What is Scira?
Abstract
When writing academic papers, searching for related literature and managing documents/references can be a burden. We are developing a smart platform able to provide an innovative visual experience regarding the references between papers, their genealogy, and various information about (co-)authors. Additionally, the system will offer multple data/knowledge visualization solutions and filtering techniques using several refinements (publication year, subject, keywords, language).
Motivation
SciRA is a smart search engine for finding academic papers. Using the variety of filter that our application offers, you can make a precise search in order to find the best article for your academic paper. You can search for a certain papers by: University, publish date, name of the author, domain, etc.
Architecture
The application is based on restfull services:
- Paper search from the application internal storage (database)
- Paper crawling
- Paper sugestion
General Architecture diagram

The model Graph
SparQL query example
Future work
For the next component, we will build a classifier that will manage the detection of the paper section. This clasifier will use the TF-IDF algorithm to asociate the paper title to a vector of numbers wich represents the term frequencies weighted by the total number of papers containing the computed frequencies.

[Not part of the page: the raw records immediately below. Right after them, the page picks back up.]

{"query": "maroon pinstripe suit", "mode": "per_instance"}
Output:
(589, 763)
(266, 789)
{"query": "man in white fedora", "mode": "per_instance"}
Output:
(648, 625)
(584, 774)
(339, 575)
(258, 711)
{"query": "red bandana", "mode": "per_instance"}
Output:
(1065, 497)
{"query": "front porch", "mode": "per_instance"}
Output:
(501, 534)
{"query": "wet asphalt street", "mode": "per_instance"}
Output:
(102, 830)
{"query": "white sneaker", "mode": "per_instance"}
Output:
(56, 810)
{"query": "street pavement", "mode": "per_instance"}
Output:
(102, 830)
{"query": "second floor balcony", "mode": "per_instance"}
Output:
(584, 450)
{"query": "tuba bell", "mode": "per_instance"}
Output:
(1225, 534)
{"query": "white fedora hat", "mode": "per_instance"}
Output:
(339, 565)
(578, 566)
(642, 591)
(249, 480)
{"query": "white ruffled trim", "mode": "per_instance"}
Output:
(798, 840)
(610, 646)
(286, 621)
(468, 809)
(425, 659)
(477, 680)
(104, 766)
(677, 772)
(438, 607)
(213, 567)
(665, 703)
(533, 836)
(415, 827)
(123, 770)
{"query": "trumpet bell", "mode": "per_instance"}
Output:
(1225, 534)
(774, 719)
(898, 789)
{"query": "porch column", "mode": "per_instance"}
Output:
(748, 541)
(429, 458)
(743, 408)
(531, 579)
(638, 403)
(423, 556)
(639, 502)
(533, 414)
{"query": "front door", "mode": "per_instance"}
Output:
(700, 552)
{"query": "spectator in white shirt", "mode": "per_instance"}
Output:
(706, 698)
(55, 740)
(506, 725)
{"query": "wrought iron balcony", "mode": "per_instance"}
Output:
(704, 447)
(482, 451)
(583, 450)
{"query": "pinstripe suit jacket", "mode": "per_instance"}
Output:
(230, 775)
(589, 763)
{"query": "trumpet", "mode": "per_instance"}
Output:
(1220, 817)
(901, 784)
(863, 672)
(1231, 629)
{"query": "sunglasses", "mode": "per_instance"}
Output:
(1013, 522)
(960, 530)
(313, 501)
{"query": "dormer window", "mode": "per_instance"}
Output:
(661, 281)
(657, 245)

The same algorithm will be used to compute the asociated TF-IDF vector for the section titles. The decision of the title being chosen will be taken by the highest cosine similarity score between the paper title TF-IDF vector and the section title TF-IDF vector.
Another future work will be the recommendation system based on the same features computed by the TF-IDF algorithm and, for recommendation efficiency, after we crawl all the papers, we will apply a clustering algorithm based on the Bisecting K-Means principle with the cosine similarity as a distance score between two TF-IDF vector instances.
Conclusion
The team enthusiasm related to the project in development might lead to future paper publications related to the infrastucture, the recommendation system and, eventually to a future citation detection system that may increase the popularity of the idea of helping people publish academic papers with a cooperative system. This may transitively come out handy for the academic staff to inspire and cite from other publications and, why not, spread the idea of writing future papers.